The team was powered by Cheska Altomonte, Garie Blando, Mary Ann Antoleh Hao, Ezra Jalandoni, Lyka Basa and Kikay Palma, among others. They have won SEA Games golds in 1979, 1981, 1987, 1991, 1997, 2005, 2007, 2011, 2015.
“Of all the softball titles by the Blu Girls this is the easiest and the sweetest,” said team manager Randy Dizer after their latest feat. “It’s because we played in our home court, that’s the biggest thing.”
Hero surfer Roger Casugay, meanwhile, won the gold in the men’s longboarding category.
Mr.

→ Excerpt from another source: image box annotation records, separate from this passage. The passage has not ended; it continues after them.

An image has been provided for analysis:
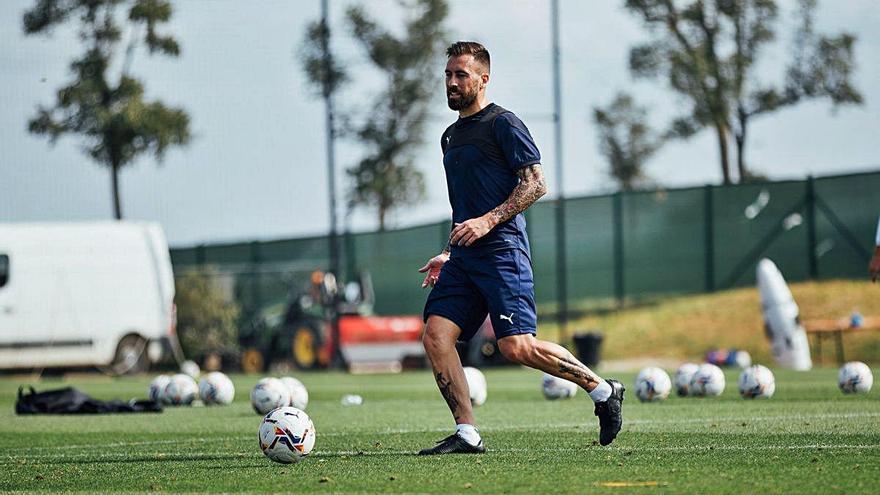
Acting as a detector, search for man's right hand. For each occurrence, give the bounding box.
[419,251,449,289]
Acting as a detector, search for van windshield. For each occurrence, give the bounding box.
[0,254,9,287]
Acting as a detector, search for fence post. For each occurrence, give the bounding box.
[196,244,205,270]
[805,175,819,280]
[611,191,626,307]
[703,184,715,292]
[556,198,569,343]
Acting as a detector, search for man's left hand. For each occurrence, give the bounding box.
[449,215,495,246]
[868,246,880,282]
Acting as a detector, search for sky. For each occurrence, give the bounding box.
[0,0,880,247]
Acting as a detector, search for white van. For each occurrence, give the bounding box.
[0,222,179,374]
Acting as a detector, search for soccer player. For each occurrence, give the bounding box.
[419,41,624,455]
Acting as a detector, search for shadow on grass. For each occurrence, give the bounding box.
[309,450,419,459]
[12,454,258,467]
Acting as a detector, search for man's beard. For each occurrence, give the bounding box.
[446,90,477,110]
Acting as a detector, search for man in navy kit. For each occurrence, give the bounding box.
[419,41,624,455]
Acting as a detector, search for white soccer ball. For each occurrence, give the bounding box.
[180,360,202,380]
[737,364,776,399]
[464,366,488,406]
[251,377,290,414]
[199,371,235,406]
[837,361,874,394]
[690,363,726,397]
[147,375,171,403]
[673,363,700,397]
[164,373,199,406]
[636,366,672,402]
[541,373,578,400]
[734,351,752,369]
[281,376,309,411]
[260,406,315,464]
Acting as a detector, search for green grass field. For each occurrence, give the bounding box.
[0,368,880,494]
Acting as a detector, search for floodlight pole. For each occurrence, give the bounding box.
[550,0,570,342]
[321,0,339,277]
[321,0,344,368]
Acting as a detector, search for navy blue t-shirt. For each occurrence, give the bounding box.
[440,103,541,256]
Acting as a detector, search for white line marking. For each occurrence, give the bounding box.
[0,443,880,465]
[0,412,880,455]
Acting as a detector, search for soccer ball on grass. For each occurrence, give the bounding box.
[674,363,700,397]
[541,373,578,400]
[464,366,488,406]
[737,364,776,399]
[259,406,315,464]
[837,361,874,394]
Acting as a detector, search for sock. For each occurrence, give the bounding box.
[590,380,612,402]
[455,424,481,447]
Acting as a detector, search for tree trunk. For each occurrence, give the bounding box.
[715,122,730,185]
[733,107,749,182]
[734,133,749,183]
[110,164,122,220]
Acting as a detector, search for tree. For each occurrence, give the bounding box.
[593,93,664,191]
[24,0,190,220]
[625,0,862,184]
[346,0,449,230]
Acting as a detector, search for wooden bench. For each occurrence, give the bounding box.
[803,316,880,364]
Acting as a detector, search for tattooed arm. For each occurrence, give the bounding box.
[449,163,547,246]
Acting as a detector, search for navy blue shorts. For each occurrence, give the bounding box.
[423,249,538,341]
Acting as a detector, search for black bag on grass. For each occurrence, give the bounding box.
[15,387,162,414]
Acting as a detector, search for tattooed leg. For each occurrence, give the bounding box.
[422,315,476,425]
[498,334,602,392]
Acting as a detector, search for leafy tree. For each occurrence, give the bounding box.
[24,0,190,219]
[625,0,862,184]
[593,93,664,191]
[346,0,449,230]
[174,268,241,357]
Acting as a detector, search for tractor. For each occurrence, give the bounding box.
[239,270,424,373]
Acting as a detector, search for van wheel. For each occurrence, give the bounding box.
[111,335,150,375]
[241,348,265,373]
[290,325,321,370]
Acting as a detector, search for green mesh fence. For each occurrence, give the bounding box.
[171,172,880,317]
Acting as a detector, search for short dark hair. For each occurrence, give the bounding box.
[446,41,490,71]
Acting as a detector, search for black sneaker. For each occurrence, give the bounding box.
[419,433,486,455]
[594,380,626,445]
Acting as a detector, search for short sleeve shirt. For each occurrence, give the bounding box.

Casugay created news at the weekend after he helped a rival surfer who had trouble in the waves of Monalisa Point beach in La Union after his surfer’s leash broke.
The Filipino surfer has gotten a lot of praise for showing the traits that embody true sportsmanship and is set to be recognized as well for his commendable deed when athletes are presented and awarded in Malacañang after the Games.
In skateboarding, after two runner-up finishes in the Games previously — Game of S.K.A.T.E. and skateboard street — Christiana Means finally had a golden breakthrough, winning in the women’s skateboard park category.
Ms. Means had total points of 11.20, ahead of Indonesians Nyimas Cinta (10.76) and Neepa Pramesti (8.10), who took silver and bronze, respectively.
The men’s baseball team, meanwhile, gifted the Philippines another gold after defeating Thailand, 15-2, in the finals on Sunday in Pampanga.
Meanwhile, records were broken in SEA Games athletics on Dec. 7.
Filipino-foreigner female track athlete Kristina Knotts and Olympics-bound pole vaulter Ernest John Obiena rewrote SEA Games history with their impressive showing in athletics action that happened at the New Clark City Oval Stadium in Capas, Tarlac.
Running in lane No. 4, Ms. Knott accelerated in the homestretch and pulled away in ruling the women’s 200m event in a record-breaking time of 23.01 seconds.
Her time broke her own record of 23.07 set earlier in the day in the qualifiers and 18-year-old SEAG record of 23.30 seconds set by Thai Supavadee Khawpeag in the 2001 Malaysia Games.
It also surpassed the national record set by Philippine athletics legend Lydia de Vega of 23.50 in a meet held in Walnut, California, 33 years ago.
Making no secret of her Olympic aspirations, Ms. Knott likewise came within striking distance of the qualifying time of 22.80 seconds for the 2020 Tokyo Games.
Mr. Obiena, for his part, handily clinched his pet event in clearing 5.45 meters for the gold, which also went down as a new SEA Games record.
It surpassed the previous mark of 5.35 meters of dethroned Thai champion Porranot Purahong, who was relegated to the silver (5.20) while Malaysia’s Iskandar Alwi (5.00) took the bronze.
After sealing the gold at 5.45 meters, Mr. Obiena, whose national record is 5.81 meters, attempted at 5:55 but failed thrice, after which he waved at the stands to the ovation of the appreciative hometown crowd of around 6,000.